Poisson Models – Error Metrics for Cross-Validating Poisson Distribution Models

count-datacross-validationdeviancepoisson distributionscoring-rules

I'm cross validating a model that's trying to predict a count. If this was a binary classification problem, I'd calculate out-of-fold AUC, and if this was a regression problem I'd calculate out-of-fold RMSE or MAE.

For a Poisson model, what error metrics can I use to evaluate the "accuracy" of the out-of-sample predictions? Is there a Poisson extension of AUC that looks at how well the predictions order the actual values?

It seems that a lot of Kaggle competitions for counts (e.g. number of useful votes a yelp review will get, or number of days a patient will spend in the hospital) use root mean log squared error, or RMLSE.

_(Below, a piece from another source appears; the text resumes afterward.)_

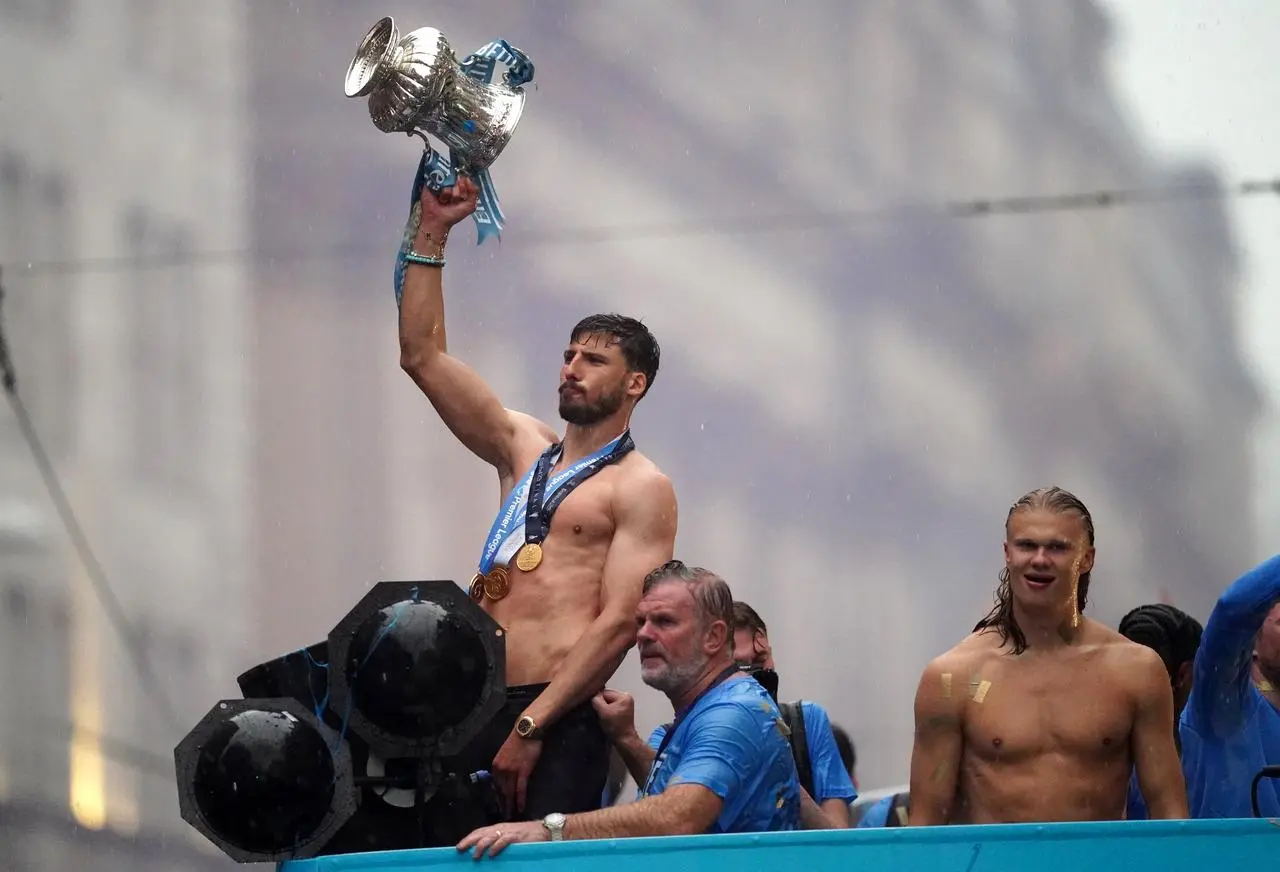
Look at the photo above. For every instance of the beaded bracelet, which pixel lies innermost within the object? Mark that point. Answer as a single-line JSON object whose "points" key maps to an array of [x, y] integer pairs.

/Edit: One thing I've been doing is calculating deciles of the predicted values, and then looking at the actual counts, binned by decile. If decile 1 is low, decile 10 is high, and the deciles in between are strictly increasing, I've been calling the model "good," but I've been having trouble quantifying this process, and I've convinced there's a better approach.

/Edit 2: I'm looking for a formula that takes predicted and actual values and returns some "error" or "accuracy" metric. My plan is to calculate this function on the out-of-fold data during cross-validation, and then use it to compare a wide variety of models (e.g. a poisson regression, a random forest and a GBM).

For example, one such function is RMSE = sqrt(mean((predicted-actual)^2)). Another such function would be AUC. Neither function seems to be right for poisson data.

Best Answer

There are a couple of proper and strictly proper scoring rules for count data you can use. Scoring rules are penalties $s(y,P)$ introduced with $P$ being the predictive distribution and $y$ the observed value. They have a number of desirable properties, first and foremost that a forecast that is closer to the true probability will always receive less penalty and there is a (unique) best forecast and that one is when the predicted probability coincides with the true probability. Thus minimizing the expectation of $s(y,P)$ means reporting the true probabilities. See also Wikipedia.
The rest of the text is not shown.